I’m not even saying that a few of the others might not make interesting choices, or offer insight or star power. Many of them have a profound understanding of how to get a message out or how to craft video. Those are necessary things in communicating any messaging. What I can’t understand is how on a website that acknowledges that #OER has been around for 10 years they have not been able to find a SINGLE one of the people who has been carrying that banner the whole time.

Issue 3. why are there no open education experts on the open education judging panel?

What this means for OER
Well. Here it is then. I posted my first open website (before i’d heard of openness) in 2003… and it sucked. But I made it and I offered it up. I shared my work and handed it out to the world. Since then I’ve met lots of other people who have done the same, who share their work, and make it public for everyone. I think OER is great for dealing with introductory concepts, for getting people on board, for giving them a sense of what you are doing.

But openness, where it’s really powerful, is about connections. It’s about really talking to the kids in that other country about what its like to live there. It’s about having 20 slightly different points of view on the same subject so we can see the complexity of the world around us. It’s about sharing.

Do these guys understand that? Or is this where the OER movement becomes about trying to convince people that we’re right? We’ve always been a hundred factions, a thousand factions… that’s the nature of it, we don’t need to agree with each other. This project feels different. Maybe, like in Wiley’s case, it’s just openness growing up. Maybe the use of the word in public is going to become something i don’t recognize.

Issue 4 – is this project about openness as I understand it or is the word soon going to mean the same as ‘at no cost’?

I hope that’s not true.

Author: dave

I run this site... among other things.

7 thoughts on “Why Open Education Matters – The competition and my take”

  1. Open is a way of life. It’s like learning to ride a bike, some folk take longer than others — but hopefully we will all get there in the long run.

  2. Consider the point made by Peter Diamandis in his TED Talk “Abundance is our future” about the 3 billion new participants joining the on-line community in the next few years. While this contest may help promote open education resources for wealthy people who can afford to watch on-line videos, the people who most need free OER are living on $2/day.

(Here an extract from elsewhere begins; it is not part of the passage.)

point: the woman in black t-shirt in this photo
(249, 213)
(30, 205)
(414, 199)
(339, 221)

The contest we really need to win is about making an educational system these people can afford. Technology now makes it possible to deliver a teaching system which can work off-line and off-grid, powered by sunlight, for under NZ$300. A video about this system will be entered into the contest. If it wins, the prize money will go toward making and distributing another 100 of these systems.

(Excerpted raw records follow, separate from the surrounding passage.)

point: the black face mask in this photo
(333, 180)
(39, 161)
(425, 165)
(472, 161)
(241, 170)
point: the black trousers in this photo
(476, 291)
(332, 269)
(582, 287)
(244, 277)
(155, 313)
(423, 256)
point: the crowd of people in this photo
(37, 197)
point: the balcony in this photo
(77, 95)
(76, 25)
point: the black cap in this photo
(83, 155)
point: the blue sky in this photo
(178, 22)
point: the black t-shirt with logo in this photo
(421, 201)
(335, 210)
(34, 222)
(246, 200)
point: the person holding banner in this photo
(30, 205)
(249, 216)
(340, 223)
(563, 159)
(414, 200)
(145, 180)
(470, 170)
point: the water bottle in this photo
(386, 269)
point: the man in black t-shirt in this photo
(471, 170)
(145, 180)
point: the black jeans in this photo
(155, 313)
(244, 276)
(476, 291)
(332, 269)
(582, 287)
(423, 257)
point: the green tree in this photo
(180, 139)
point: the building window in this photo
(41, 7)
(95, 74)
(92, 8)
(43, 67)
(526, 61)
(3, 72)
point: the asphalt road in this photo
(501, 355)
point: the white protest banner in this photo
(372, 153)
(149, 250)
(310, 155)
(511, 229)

  3. A video is a very passive medium, it is sit and watch and follow me.
    I want a text, a verbal text. I want to make shortcuts, to read twice, to think about a sentence. Want to start at the end to see if its worth reading.
    When you want to show me some processes or other real visual things then I would like a video.

  4. Hi Dave,

    I couldn’t help but think of the learning opportunity that a crowdsourcing initiative, run parallel to the judges’ selection process, might be compared and contrasted for a more thorough analysis of the product.

    Think ‘electoral college’ ~vs~ the popular vote here. The ultimate ‘open’ IMO.

    Regards,

    Jeff

  5. Small correction to your post. The judge’s name is “Mark Surman”. You can see by looking at my name why I was confused. http://www.mozilla.org/en-US/press/bios/#bio-surman

    That being said, I am involved in education. I head up mobile development at Instructure, maker of the open source LMS, Canvas. OER is something we are watching very closely.

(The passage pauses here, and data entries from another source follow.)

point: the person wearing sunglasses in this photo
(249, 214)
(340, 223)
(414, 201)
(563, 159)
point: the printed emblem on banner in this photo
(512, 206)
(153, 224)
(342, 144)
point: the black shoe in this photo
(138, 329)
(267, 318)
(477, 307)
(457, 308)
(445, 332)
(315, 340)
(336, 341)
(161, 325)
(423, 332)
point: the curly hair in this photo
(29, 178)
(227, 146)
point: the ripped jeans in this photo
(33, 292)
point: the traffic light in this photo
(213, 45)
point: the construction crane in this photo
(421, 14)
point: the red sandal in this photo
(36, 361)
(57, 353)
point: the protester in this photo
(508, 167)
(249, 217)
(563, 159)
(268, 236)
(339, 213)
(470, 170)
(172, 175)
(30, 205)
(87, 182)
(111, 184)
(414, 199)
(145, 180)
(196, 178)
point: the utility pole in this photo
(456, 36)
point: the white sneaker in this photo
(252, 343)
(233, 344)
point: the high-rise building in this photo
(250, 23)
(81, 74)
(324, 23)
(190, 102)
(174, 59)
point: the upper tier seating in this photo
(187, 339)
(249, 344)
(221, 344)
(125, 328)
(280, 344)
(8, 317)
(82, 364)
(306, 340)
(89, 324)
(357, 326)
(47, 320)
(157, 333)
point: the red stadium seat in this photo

    I agree that the panel of judges should have someone from the OER community on it. They would help to ensure that the vision of OER is represented in the winning videos.

  6. I seem to recall a week or so ago a lot of people looking at the “KONY 2012” viral web phenomenon and saying things “why can’t we have something like this for education?”…

    This competition seems designed to unleash a new horde of videos in the “Invisible Children” mode. Just what we need.